If it is done in the way that Delphi 12.2 does it, I do not have any objections.
It works with an AIprovider mechanism, where they have written providers for currently 3 different commercial AI providers and one local: ollama, which is on github.
You can only use them if you have keys for those providers. That means that Delphi only facilitates AI providers in their IDE but does not offer AI itself and not by default.
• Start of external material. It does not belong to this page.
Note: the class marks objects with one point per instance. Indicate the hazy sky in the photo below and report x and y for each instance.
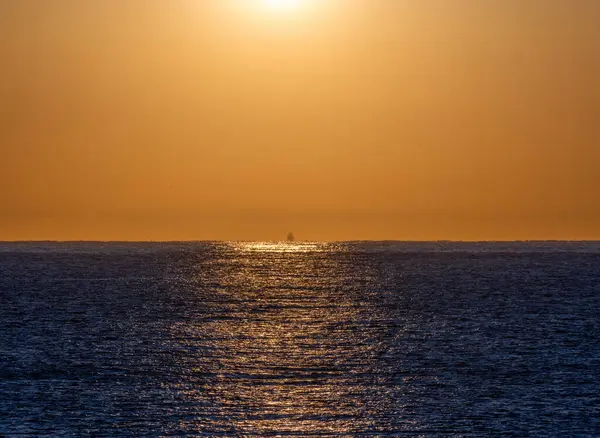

So it is an IDE plugin that abstracts away the different rest api's.
The same approach could be used for Lazarus, just add a plugin that abstracts away the different engines in providers/connectors so they integrate in the IDE on request.
AI integration in your own programs could already be done with e.g. my example from Christmas 2022
Not to forget Joao Schuler's exploits with models that can also run locally, similar to ollama.
But usually this is about the IDE integration and if that is via a plugin I have no objections.
Embarcadero presents it as a revolution in Delphi 12.2, but really it is not and made me laugh a bit.
What I
suspect Embarcadero did do, but that is a commercial decision, is encourge the commercial providers to explicitly scrape their public resources,i.e their manuals and blogs, but also their forums and some other semi publics that are behind passwords for the providers to give better answers. At least that is what I would have done.
This will also benefit Freepascal and Lazarus users that use AI, because the models are better trained for our common language.